Development of Fingerprint Verification Type Self-Organized Map Applied to Profiling Seized Methamphetamine

Abstract

In a previous study {Takagi, T. et al., Chem. Pharm. Bull., 52(12), 1427-1432 (2004)}, we applied a slightly revised neural Independent Component Analysis (ICA) for profiling illegally distributed methamphetamine. Using ICA and an hourglass type Hierarchical Neural Network (HNN), we obtained better classification results than by using Principal Component Analysis (PCA), CATegorical PCA (CATPCA) and the MultiDimensional Scaling method (MDS). The HNN is a nonlinear machine learning method, and the ICA applied in that study exhibited nonlinear characteristics. The results indicated that nonlinear analysis is more efficient than linear analysis for profiling confiscated methamphetamine. Consequently, in this study, we applied Self-Organizing Maps (SOMs) to impurity profiling of methamphetamine. While SOM is currently a frequently employed nonlinear classification method, the ordinary SOM uses only that information contained by the winner neuron for classification and the information of other grid points is neglected.

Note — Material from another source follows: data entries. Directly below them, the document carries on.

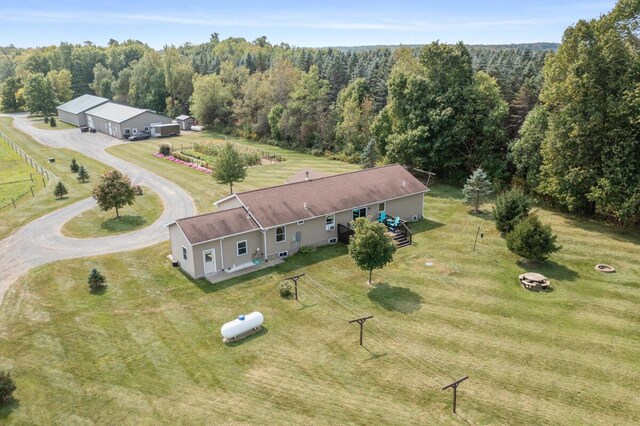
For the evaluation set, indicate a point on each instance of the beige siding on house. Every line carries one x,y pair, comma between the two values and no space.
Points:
178,240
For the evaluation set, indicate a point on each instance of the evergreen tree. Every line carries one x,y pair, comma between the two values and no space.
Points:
369,155
532,240
370,247
60,190
83,175
7,387
113,190
228,167
476,189
96,280
511,207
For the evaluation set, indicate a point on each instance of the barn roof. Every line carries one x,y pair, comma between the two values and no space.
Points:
82,104
117,113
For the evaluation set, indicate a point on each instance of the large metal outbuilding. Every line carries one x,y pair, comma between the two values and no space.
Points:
122,121
74,111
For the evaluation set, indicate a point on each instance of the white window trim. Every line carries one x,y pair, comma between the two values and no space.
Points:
246,248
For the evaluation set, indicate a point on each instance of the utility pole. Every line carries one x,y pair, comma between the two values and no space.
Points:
295,279
361,321
455,385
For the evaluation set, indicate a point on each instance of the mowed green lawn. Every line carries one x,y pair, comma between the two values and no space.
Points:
15,177
149,350
146,209
44,201
202,187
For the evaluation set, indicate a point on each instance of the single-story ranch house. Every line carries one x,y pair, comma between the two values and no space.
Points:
255,226
74,111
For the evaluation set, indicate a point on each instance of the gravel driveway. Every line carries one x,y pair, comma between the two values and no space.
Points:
40,241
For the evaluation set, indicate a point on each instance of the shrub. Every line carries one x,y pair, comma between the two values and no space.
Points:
285,290
532,240
7,387
165,148
511,207
96,280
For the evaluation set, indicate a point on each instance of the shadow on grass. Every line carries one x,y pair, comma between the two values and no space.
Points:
397,299
9,407
264,330
123,223
294,263
549,269
424,225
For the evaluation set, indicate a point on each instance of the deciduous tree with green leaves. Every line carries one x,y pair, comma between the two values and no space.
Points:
370,247
228,167
113,190
476,189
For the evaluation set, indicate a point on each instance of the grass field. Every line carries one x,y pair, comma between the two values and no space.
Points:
38,121
97,223
148,350
44,202
15,178
202,188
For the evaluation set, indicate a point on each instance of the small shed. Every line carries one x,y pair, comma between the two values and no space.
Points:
185,121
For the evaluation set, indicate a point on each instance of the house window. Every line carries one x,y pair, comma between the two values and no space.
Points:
242,247
330,220
361,212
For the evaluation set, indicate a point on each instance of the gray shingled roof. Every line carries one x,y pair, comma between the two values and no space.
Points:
82,104
116,112
286,203
210,226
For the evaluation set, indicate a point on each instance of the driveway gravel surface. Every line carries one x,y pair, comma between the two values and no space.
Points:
40,241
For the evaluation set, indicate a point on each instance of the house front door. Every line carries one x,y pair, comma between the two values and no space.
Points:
209,258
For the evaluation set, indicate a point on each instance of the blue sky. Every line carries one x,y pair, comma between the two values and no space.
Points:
299,23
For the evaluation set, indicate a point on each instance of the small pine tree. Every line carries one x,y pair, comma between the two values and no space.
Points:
74,166
83,175
532,240
7,387
60,190
96,280
511,207
369,155
476,189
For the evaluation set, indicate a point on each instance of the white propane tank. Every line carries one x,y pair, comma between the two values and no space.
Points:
242,324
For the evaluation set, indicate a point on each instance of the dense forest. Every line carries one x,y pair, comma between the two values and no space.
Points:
561,124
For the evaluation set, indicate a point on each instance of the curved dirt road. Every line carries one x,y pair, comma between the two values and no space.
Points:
40,241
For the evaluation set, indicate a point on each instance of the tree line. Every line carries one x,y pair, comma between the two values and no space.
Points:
562,125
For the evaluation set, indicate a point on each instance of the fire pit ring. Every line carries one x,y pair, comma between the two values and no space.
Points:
605,268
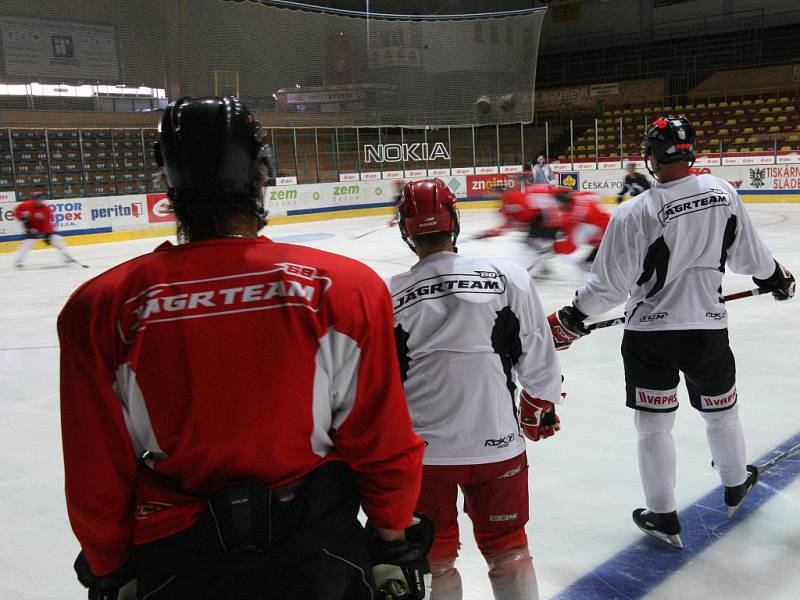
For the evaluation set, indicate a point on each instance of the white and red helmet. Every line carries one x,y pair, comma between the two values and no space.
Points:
427,206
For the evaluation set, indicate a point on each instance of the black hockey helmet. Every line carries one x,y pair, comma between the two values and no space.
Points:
209,147
671,139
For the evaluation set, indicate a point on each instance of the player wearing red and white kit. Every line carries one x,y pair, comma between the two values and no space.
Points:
583,223
665,253
229,402
37,218
468,331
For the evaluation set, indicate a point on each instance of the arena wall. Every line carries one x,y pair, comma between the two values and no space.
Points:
115,218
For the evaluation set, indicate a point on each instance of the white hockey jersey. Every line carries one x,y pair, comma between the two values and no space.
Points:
666,250
464,328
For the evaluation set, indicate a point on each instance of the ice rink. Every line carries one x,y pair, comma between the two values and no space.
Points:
584,481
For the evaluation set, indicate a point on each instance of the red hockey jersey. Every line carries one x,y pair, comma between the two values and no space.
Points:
221,360
36,217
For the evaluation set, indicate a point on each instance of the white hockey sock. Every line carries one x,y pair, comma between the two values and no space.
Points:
24,248
726,441
58,242
512,576
657,459
446,581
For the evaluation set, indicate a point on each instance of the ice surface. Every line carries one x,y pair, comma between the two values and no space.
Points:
584,482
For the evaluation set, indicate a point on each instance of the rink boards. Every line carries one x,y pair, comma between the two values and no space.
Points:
116,218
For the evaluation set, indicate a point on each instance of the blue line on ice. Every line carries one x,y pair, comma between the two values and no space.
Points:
636,570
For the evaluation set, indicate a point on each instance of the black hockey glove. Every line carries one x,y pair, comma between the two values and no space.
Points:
399,567
566,326
119,585
781,283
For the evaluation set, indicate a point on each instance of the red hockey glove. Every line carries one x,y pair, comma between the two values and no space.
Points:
538,417
566,325
781,283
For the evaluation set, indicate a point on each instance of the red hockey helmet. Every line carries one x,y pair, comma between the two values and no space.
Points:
427,206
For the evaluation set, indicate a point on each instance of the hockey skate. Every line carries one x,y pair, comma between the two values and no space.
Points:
734,496
662,526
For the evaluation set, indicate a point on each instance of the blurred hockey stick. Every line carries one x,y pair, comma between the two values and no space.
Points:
728,298
391,223
775,461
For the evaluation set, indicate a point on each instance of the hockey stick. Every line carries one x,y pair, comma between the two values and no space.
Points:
728,298
391,223
775,461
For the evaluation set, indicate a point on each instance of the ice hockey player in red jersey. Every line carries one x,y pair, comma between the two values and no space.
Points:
37,218
665,252
229,402
558,222
583,223
467,329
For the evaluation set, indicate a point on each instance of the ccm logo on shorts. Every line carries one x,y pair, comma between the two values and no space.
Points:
657,399
719,402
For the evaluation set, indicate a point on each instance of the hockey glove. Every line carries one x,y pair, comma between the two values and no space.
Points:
399,567
566,325
781,283
538,417
119,585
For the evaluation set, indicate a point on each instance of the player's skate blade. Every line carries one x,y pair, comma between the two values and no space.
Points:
734,496
664,527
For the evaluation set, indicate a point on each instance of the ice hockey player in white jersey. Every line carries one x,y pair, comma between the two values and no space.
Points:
469,331
665,252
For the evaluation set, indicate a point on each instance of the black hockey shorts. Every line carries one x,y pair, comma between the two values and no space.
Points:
307,545
653,362
37,235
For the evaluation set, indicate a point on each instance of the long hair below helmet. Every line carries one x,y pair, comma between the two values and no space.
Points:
427,206
210,152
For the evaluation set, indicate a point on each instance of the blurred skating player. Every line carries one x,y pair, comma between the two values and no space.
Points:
634,183
583,223
558,222
541,172
37,218
466,330
229,403
668,249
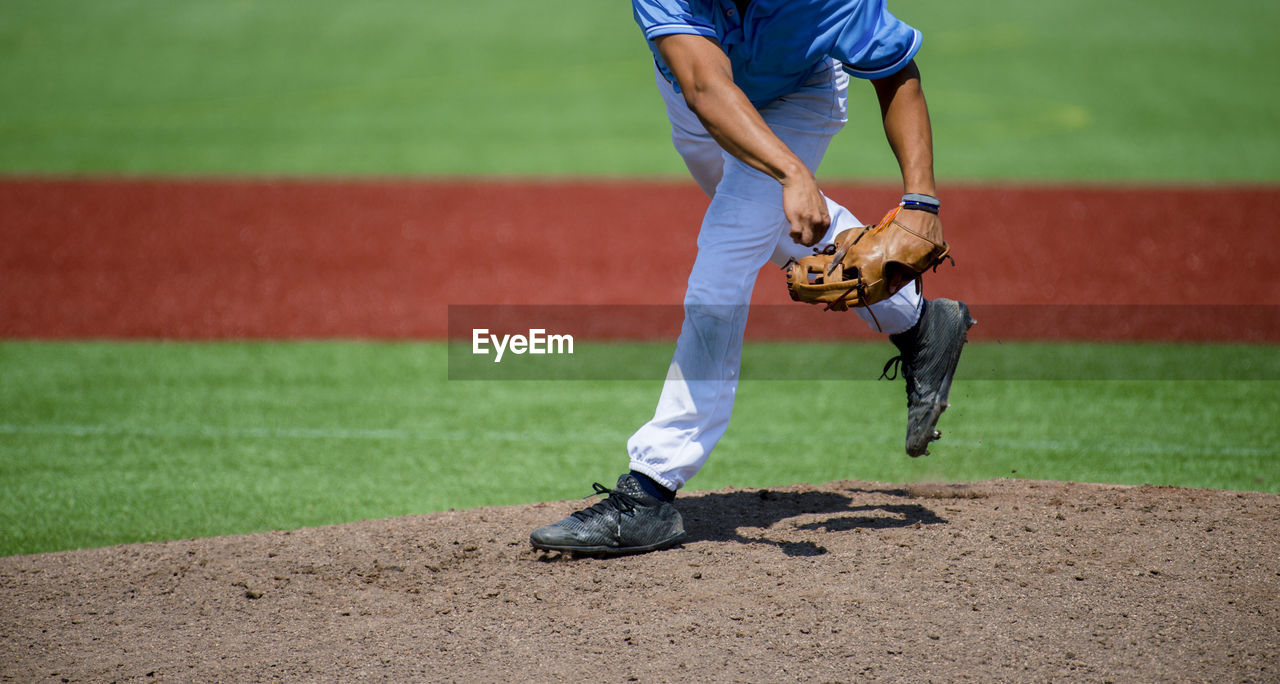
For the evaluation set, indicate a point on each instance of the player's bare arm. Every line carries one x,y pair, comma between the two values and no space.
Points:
705,78
906,126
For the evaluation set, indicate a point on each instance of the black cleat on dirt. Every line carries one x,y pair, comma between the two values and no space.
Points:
929,354
629,521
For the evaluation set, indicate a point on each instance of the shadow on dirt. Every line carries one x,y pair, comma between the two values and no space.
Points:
723,516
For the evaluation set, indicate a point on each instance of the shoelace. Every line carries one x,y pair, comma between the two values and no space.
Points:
894,364
616,500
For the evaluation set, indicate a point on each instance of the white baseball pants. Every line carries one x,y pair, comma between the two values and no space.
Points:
743,229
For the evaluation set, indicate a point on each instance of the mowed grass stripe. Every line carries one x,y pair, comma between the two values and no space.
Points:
106,443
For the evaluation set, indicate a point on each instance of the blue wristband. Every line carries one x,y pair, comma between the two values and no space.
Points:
922,203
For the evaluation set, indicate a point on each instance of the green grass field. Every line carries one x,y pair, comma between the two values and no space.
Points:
105,443
1087,90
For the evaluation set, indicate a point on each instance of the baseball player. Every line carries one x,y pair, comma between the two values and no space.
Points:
754,91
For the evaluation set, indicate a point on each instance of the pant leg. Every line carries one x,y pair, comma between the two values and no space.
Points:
743,229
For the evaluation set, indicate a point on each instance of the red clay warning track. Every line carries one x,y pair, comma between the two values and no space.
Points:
384,259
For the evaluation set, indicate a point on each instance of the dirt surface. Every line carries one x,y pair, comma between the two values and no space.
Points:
853,580
214,259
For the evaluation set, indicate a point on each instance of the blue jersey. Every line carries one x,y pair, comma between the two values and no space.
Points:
776,45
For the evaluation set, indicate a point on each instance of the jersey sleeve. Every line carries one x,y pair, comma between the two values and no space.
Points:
667,17
890,46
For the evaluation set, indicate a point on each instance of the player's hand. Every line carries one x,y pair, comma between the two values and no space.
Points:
805,209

We therefore attempted to simultaneously utilize the information of loser neurons in order to avoid information loss. First, we visualized the resultant reference vectors using a contour map of each sample. Although considerable information can be visually compared using the SOM contour maps, metric comparisons are difficult. We therefore used MDS to construct a similarity matrix using the data of the resultant reference vectors to visualize metric data. To assess the results, we assumed that there are four synthetic routes (Nagai, Leuckart, Emde and reductive amination methods), and that each of these can be identified by comparing route-specific impurities.